BALLATA DELL’ODIO E DELL’AMORE di Álex de la Iglesia

REGIA: Alex de la Iglesia
SCENEGGIATURA: Alex de la Iglesia
CAST: Carlos Areces, Antonio de la Torre, Carolina Bang, Santiago Segura, Manuel Tallafè
NAZIONALITÀ : Spagna, Francia
ANNO: 2010
USCITA: 8 Novembre 2012

RIDI, PAGLIACCIO

Il gusto per l’eccesso e una forte vena anarcoide hanno caratterizzato il cinema di Álex de la Iglesia fin dagli esordi con il bizzarro Azione Mutante (1993), storia di un gruppo terroristico formato da mutanti in una società in cui la bellezza fisica è sinonimo di potere. A diciassette anni di distanza, il regista spagnolo torna non soltanto sul tema del “mostro” ma, di pari passo, porta all’ennesima potenza il grido di ribellione sovversiva presente in ogni sua pellicola.

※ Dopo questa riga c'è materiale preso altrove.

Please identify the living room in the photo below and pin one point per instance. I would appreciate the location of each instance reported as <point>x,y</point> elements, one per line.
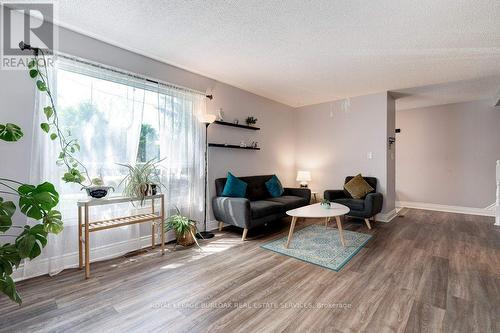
<point>314,166</point>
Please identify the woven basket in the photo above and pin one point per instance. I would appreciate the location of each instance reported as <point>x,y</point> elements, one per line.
<point>187,239</point>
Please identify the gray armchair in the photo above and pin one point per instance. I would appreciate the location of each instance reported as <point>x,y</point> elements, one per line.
<point>365,208</point>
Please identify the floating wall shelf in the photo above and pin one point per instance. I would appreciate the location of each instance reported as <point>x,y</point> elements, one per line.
<point>225,123</point>
<point>222,145</point>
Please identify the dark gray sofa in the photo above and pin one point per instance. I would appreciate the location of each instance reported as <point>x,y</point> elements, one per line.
<point>365,208</point>
<point>258,207</point>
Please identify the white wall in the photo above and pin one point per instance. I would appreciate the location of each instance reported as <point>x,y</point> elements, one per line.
<point>446,154</point>
<point>333,143</point>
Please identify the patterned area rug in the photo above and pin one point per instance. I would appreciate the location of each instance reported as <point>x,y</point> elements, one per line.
<point>316,245</point>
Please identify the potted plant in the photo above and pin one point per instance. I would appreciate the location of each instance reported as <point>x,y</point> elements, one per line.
<point>251,121</point>
<point>142,179</point>
<point>184,228</point>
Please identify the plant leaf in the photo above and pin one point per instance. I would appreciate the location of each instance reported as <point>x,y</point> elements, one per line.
<point>7,209</point>
<point>48,112</point>
<point>33,73</point>
<point>5,223</point>
<point>8,287</point>
<point>45,127</point>
<point>10,132</point>
<point>35,201</point>
<point>41,85</point>
<point>52,222</point>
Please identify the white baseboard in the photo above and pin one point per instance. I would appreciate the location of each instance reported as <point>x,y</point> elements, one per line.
<point>488,211</point>
<point>39,267</point>
<point>386,217</point>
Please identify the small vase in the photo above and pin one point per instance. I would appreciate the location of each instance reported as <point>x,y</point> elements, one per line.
<point>98,192</point>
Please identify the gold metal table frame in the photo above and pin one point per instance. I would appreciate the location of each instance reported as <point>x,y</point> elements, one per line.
<point>85,226</point>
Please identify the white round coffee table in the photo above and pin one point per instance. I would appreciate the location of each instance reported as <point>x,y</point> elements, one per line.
<point>317,211</point>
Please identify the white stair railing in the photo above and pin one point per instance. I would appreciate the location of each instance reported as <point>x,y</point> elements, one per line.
<point>497,206</point>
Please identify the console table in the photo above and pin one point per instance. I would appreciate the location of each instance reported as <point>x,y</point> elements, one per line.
<point>85,227</point>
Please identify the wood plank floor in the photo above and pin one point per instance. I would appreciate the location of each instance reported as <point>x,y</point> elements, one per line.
<point>423,272</point>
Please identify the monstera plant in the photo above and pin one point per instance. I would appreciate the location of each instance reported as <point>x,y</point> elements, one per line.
<point>34,201</point>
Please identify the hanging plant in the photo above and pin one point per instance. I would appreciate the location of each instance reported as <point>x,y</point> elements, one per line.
<point>76,172</point>
<point>34,201</point>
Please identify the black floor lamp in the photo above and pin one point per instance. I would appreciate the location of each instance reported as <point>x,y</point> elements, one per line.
<point>207,119</point>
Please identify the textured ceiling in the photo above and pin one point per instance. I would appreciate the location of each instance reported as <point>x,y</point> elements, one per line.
<point>304,52</point>
<point>486,88</point>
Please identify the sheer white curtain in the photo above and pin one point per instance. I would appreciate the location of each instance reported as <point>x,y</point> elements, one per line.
<point>105,116</point>
<point>106,112</point>
<point>182,144</point>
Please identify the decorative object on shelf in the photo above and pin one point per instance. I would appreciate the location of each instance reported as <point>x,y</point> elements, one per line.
<point>207,119</point>
<point>225,145</point>
<point>184,228</point>
<point>220,115</point>
<point>325,203</point>
<point>225,123</point>
<point>303,177</point>
<point>140,178</point>
<point>251,121</point>
<point>97,190</point>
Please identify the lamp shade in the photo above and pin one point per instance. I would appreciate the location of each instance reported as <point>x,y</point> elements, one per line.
<point>207,118</point>
<point>303,176</point>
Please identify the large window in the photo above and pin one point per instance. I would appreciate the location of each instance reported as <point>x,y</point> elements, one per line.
<point>119,119</point>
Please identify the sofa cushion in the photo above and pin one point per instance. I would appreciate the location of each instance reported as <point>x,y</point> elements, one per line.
<point>357,187</point>
<point>353,204</point>
<point>274,187</point>
<point>290,201</point>
<point>234,187</point>
<point>261,208</point>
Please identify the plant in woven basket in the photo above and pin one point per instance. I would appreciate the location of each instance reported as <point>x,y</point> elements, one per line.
<point>140,177</point>
<point>184,228</point>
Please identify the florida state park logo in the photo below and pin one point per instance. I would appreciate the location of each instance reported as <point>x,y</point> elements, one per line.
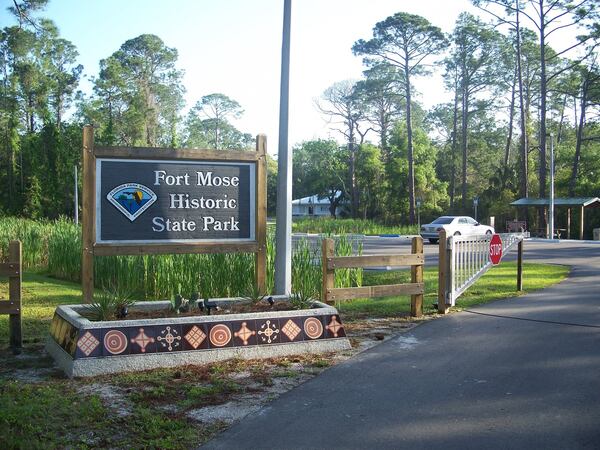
<point>132,199</point>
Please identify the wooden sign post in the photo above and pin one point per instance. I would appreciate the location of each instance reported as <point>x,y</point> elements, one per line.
<point>145,201</point>
<point>12,306</point>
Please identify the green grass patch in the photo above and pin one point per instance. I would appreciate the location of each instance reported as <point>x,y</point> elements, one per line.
<point>499,282</point>
<point>328,225</point>
<point>41,296</point>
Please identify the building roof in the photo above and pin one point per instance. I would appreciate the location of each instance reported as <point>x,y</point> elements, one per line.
<point>588,202</point>
<point>314,200</point>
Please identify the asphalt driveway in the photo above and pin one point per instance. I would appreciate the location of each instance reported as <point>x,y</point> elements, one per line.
<point>522,373</point>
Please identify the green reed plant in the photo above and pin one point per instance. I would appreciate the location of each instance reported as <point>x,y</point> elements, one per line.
<point>324,225</point>
<point>55,247</point>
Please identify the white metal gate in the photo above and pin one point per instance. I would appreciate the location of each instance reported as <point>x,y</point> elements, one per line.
<point>468,258</point>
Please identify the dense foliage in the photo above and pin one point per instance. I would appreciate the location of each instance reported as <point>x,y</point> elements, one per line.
<point>516,91</point>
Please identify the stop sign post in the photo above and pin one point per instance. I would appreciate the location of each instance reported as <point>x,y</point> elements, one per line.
<point>495,249</point>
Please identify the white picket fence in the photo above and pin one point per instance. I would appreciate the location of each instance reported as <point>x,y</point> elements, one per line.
<point>468,258</point>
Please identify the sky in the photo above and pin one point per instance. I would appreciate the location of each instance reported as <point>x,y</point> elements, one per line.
<point>234,47</point>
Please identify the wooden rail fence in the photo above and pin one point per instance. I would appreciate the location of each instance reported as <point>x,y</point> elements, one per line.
<point>12,306</point>
<point>416,288</point>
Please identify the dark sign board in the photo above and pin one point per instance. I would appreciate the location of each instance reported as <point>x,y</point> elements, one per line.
<point>154,201</point>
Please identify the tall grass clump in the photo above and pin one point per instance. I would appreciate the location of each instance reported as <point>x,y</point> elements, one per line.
<point>307,268</point>
<point>55,247</point>
<point>34,236</point>
<point>327,225</point>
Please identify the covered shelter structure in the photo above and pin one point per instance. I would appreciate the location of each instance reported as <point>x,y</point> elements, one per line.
<point>580,203</point>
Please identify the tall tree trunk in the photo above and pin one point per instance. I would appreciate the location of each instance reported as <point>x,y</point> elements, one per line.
<point>577,157</point>
<point>523,145</point>
<point>353,187</point>
<point>453,148</point>
<point>561,121</point>
<point>464,145</point>
<point>511,115</point>
<point>543,95</point>
<point>411,169</point>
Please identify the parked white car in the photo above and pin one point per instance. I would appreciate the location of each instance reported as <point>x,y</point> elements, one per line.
<point>454,226</point>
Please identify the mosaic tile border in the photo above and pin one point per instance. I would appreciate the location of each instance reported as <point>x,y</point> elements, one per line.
<point>147,339</point>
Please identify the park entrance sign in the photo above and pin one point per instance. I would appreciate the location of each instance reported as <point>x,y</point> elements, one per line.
<point>146,201</point>
<point>495,249</point>
<point>142,201</point>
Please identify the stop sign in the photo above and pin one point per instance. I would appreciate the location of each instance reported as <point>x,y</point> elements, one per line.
<point>495,249</point>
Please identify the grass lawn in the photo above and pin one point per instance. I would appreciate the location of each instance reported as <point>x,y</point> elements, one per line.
<point>152,409</point>
<point>499,282</point>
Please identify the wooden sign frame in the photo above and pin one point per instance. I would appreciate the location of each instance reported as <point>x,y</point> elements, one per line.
<point>91,248</point>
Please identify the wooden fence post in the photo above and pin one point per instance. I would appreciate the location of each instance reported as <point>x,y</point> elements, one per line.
<point>416,276</point>
<point>327,249</point>
<point>520,266</point>
<point>88,211</point>
<point>442,278</point>
<point>14,288</point>
<point>260,262</point>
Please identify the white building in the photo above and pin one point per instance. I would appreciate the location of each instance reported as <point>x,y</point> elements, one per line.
<point>314,206</point>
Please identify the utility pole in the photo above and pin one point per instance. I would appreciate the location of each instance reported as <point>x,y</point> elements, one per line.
<point>76,198</point>
<point>283,233</point>
<point>551,221</point>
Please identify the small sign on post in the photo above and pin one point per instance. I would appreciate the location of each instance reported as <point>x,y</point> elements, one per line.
<point>495,249</point>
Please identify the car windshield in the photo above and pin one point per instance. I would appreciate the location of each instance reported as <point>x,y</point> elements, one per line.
<point>443,220</point>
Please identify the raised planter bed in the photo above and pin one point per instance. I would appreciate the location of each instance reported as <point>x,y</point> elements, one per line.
<point>84,348</point>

Balada Triste de Trompeta esce finalmente nelle sale italiane col titolo di Ballata dell’Odio e dell’Amore, a ben due anni dalla sua realizzazione e dalla conquista del Leone d’Argento a Venezia per la Miglior Regia; il film fu in un primo tempo acquistato dalla Mikado, ora fallita, e fortunatamente recuperato dalla Lucky Red. A fine visione non si può fare a meno di pensare che, nel malaugurato caso in cui l’opera di de la Iglesia fosse caduta nell’oblio, la perdita sarebbe stata pesante.

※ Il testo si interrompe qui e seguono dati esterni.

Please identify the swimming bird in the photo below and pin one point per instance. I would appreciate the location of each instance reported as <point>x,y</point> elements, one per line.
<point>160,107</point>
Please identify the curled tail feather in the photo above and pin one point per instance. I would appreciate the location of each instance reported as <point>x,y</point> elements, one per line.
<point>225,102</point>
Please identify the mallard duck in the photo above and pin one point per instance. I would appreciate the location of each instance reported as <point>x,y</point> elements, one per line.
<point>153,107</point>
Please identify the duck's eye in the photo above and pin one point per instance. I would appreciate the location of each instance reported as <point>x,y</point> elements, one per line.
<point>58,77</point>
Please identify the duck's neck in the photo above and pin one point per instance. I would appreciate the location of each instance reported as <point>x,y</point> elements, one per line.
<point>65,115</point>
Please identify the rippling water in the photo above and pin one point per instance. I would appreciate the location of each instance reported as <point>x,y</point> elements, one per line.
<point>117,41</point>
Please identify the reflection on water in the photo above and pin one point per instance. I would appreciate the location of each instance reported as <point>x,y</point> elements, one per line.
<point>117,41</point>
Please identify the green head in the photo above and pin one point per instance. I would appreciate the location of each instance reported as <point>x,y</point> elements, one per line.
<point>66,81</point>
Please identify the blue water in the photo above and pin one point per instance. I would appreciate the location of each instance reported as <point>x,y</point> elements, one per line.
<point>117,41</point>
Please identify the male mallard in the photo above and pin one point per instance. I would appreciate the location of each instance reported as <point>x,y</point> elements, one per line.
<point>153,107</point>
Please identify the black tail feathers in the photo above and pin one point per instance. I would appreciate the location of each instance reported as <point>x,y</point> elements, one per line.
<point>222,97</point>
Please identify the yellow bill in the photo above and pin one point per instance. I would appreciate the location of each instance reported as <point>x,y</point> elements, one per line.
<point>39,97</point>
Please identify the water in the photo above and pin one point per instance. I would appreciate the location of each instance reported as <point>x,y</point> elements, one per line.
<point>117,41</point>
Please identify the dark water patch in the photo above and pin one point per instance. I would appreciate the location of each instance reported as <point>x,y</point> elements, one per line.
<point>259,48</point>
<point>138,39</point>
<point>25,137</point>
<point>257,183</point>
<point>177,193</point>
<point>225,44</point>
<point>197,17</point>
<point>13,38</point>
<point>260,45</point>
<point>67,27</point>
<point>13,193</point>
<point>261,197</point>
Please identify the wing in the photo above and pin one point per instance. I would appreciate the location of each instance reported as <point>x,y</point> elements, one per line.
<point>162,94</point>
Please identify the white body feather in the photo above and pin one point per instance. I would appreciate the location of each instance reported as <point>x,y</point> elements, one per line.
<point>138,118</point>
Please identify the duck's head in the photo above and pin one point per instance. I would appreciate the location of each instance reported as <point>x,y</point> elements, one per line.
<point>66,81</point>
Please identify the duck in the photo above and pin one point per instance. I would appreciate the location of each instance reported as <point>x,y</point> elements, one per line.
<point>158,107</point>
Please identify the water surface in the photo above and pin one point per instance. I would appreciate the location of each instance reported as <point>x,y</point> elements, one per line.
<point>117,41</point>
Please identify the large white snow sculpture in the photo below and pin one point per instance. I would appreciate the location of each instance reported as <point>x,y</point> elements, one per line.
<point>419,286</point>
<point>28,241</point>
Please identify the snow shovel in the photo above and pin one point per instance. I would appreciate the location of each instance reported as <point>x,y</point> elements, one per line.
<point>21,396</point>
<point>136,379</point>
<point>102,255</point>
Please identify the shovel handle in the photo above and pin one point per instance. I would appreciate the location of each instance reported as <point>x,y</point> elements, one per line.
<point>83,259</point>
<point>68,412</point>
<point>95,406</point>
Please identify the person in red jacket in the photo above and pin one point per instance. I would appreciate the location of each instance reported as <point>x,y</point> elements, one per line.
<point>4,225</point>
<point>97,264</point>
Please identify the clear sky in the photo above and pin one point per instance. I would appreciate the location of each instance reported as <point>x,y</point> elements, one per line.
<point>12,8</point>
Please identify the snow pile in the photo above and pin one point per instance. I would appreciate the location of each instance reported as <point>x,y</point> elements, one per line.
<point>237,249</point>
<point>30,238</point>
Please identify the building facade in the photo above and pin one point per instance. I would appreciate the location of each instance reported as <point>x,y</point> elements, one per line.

Ci si trova di fronte a una pellicola imperfetta, volutamente sovraccarica, sofferente di qualche lungaggine e di alcune incoerenze nello script ma sinceramente appassionata, viscerale, grottesca in senso totalizzante, unica nella sua bellezza irregolare. L’inizio della Guerra Civile Spagnola e della lunga dittatura di Francisco Franco fanno da sfondo a una vicenda il cui prologo ha luogo nel 1937, e che si snoda nell’arco degli anni ’70, dunque dalla nascita alla caduta di un regime al quale si contrappongono, non solo allegoricamente, il mondo circense e la sua innata libertà. E’ un clown il padre di Javier (un eccelso Carlos Areces), uno dei protagonisti, che stermina i fascisti a colpi di machete nell’incipit del film, ed è pagliaccio triste, per sua natura e vocazione, lo stesso Javier, che dei franchisti si fa più volta beffa, anche in modo cruento, fino a mordere la mano di Franco, magnifico culmine metaforico di una sequenza allucinata che lo vede “cane da riporto umano” in una battuta di caccia degli squadristi.

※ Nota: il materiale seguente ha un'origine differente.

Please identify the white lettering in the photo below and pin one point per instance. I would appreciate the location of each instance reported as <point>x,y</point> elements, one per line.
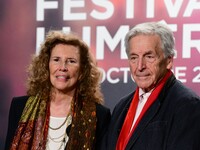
<point>188,43</point>
<point>68,5</point>
<point>41,5</point>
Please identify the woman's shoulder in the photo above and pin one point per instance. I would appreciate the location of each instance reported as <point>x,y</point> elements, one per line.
<point>102,111</point>
<point>19,102</point>
<point>100,107</point>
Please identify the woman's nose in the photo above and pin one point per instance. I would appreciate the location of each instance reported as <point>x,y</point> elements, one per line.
<point>63,66</point>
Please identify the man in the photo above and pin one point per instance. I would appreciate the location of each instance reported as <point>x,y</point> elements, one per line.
<point>161,114</point>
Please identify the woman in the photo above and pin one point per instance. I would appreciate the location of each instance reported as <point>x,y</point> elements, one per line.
<point>63,109</point>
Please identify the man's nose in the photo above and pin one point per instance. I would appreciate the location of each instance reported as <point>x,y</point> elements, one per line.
<point>141,63</point>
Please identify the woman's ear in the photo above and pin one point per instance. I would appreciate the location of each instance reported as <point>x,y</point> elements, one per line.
<point>169,62</point>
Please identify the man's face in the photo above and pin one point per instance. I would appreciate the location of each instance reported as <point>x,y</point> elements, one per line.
<point>146,59</point>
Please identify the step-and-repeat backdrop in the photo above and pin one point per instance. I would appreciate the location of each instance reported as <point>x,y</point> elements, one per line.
<point>103,25</point>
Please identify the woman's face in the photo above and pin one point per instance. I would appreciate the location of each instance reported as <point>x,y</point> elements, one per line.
<point>64,66</point>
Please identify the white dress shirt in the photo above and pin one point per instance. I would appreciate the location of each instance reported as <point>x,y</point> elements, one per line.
<point>142,101</point>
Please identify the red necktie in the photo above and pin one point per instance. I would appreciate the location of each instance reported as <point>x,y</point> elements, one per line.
<point>125,133</point>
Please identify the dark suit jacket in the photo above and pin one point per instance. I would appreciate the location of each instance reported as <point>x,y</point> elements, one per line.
<point>18,104</point>
<point>171,123</point>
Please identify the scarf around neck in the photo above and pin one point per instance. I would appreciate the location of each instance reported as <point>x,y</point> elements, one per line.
<point>32,130</point>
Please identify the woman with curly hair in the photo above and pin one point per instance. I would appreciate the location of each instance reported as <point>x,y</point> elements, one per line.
<point>63,108</point>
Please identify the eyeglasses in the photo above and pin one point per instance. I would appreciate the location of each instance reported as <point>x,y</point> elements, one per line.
<point>149,58</point>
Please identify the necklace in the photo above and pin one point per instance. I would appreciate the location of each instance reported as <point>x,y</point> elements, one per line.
<point>60,140</point>
<point>60,125</point>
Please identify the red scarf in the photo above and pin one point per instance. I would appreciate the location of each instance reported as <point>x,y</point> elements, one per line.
<point>126,131</point>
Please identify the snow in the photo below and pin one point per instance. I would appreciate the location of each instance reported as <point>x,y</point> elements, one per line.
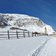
<point>30,23</point>
<point>21,47</point>
<point>49,49</point>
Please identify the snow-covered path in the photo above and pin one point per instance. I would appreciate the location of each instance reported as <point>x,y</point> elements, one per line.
<point>20,47</point>
<point>49,49</point>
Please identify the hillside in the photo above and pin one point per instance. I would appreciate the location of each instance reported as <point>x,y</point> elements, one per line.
<point>30,23</point>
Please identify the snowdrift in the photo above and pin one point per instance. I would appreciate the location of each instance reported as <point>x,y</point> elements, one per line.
<point>30,23</point>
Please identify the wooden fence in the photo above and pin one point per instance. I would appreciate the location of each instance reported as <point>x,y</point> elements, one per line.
<point>14,34</point>
<point>17,34</point>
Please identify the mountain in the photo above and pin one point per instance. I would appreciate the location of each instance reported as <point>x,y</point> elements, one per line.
<point>30,23</point>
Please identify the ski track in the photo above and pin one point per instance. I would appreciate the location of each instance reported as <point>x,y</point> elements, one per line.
<point>40,48</point>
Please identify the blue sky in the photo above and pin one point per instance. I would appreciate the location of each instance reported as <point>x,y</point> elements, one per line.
<point>44,9</point>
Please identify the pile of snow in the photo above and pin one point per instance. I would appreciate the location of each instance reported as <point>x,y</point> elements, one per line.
<point>49,49</point>
<point>30,23</point>
<point>20,47</point>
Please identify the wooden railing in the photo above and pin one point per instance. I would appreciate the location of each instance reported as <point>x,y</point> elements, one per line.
<point>17,34</point>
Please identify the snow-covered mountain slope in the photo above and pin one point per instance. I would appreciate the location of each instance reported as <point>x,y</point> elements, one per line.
<point>32,24</point>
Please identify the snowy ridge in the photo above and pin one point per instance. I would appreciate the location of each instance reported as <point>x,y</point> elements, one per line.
<point>30,23</point>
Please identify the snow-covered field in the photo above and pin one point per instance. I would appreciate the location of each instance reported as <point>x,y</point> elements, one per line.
<point>21,47</point>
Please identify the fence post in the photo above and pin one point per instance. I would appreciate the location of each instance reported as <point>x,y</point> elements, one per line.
<point>23,33</point>
<point>32,34</point>
<point>28,34</point>
<point>17,34</point>
<point>8,35</point>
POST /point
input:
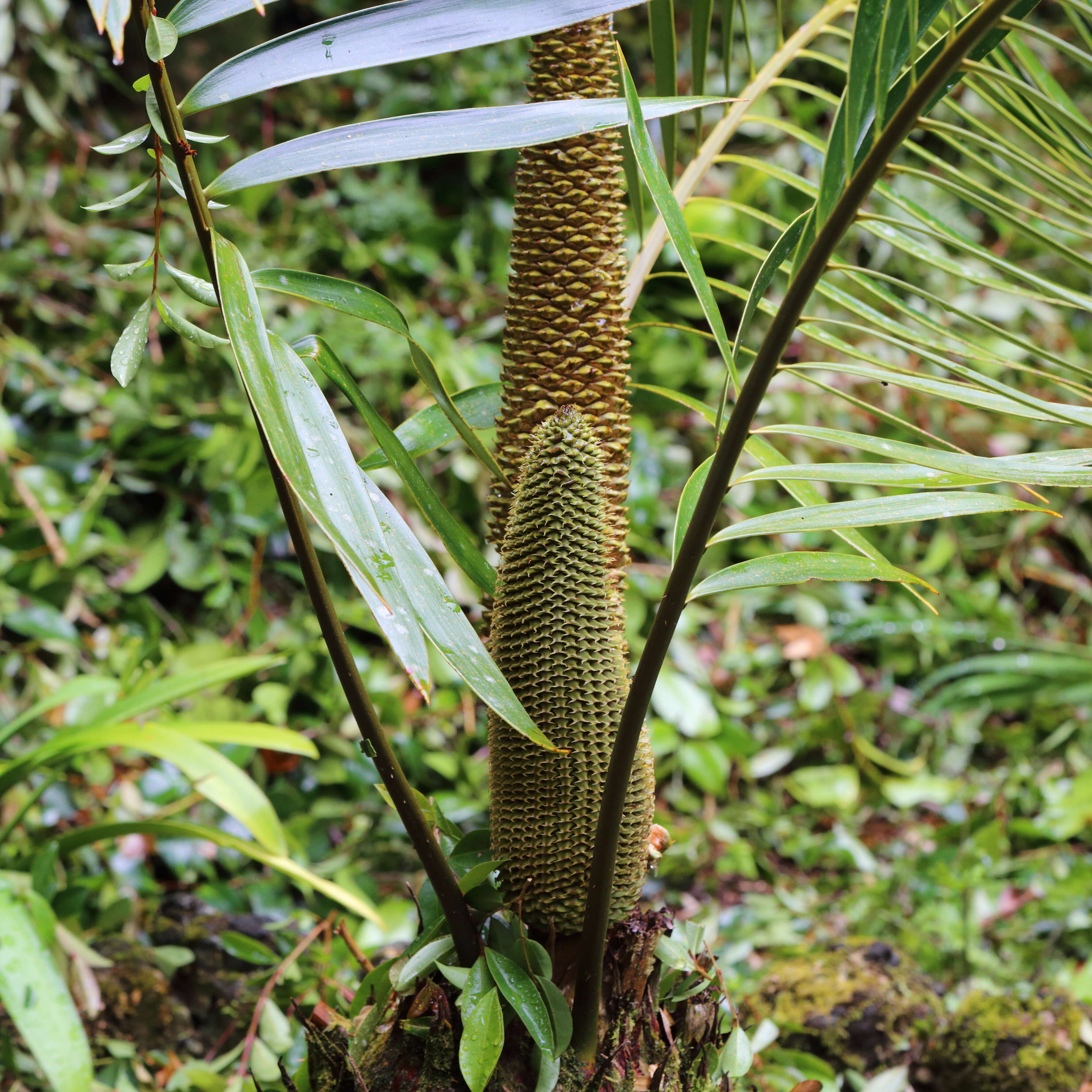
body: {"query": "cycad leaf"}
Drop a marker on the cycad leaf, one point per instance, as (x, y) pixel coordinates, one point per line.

Javier clown triste, più Pierrot che pagliaccio, entra a far parte di un circo nel quale incontra Sergio (Antonio de la Torre), il clown allegro, quello che fa divertire i bambini, in realtà uomo violento e alcolizzato, che ha come compagna la bella trapezista Natalia (Carolina Bang), legata a lui da un rapporto autodistruttivo di odio/amore. Si va ben oltre il tradizionale triangolo amoroso: gli elementi base del ménage à trois ci sono tutti, ma vengono estremizzati in puro stile de la Iglesia; la passione possessiva e malsana di Sergio e l’amore inizialmente puro di Javier, che lo renderà in seguito completamente folle, accenderanno l’odio tra i due uomini, i clown opposti e complementari, l’uno vittima delle angherie dell’altro. Sergio e Javier diventeranno mostri nel corpo e nell’anima, sfigurati in volto e lacerati interiormente, in una scellerata e visionaria discesa nell’abisso che è vera e propria metamorfosi.

Balada Triste de Trompeta  omaggia  tutto quel cinema del “diverso” diventandone bizzarro compendio, da Freaks a Elephant Man, senza dimenticare icone più recenti come Joker e Pinguino di Batman, ai quali i due protagonisti, nelle sequenze finali, rimandano in maniera immediata. De la Iglesia non si limita a citare: qui il circo è metafora della vita stessa, con le sue mille contraddizioni, la sua precarietà, in lotta con un regime contro il cui muro ostinatamente si scontra senza arrendersi, così come il Motociclista Fantasma del circo sbatte contro la parete nei suoi maldestri lanci con la moto.

Il pezzo musicale che dà il titolo al film (ispirato da Ballata Triste di Una Tromba, del dimenticato Nini Rosso), eseguito dal cantante Raphael, è straziante leit-motif della follia di Javier, accompagnando alcune tra le sequenze più belle dell’intera pellicola.

Un’opera caleidoscopica, imponente e magnifica nella sua non-perfezione, allegoria di un’umanità a due facce, come quelle dei clown circensi, indimenticabili maschere tragiche che non sempre riescono ad essere strappate via dai volti che le indossano.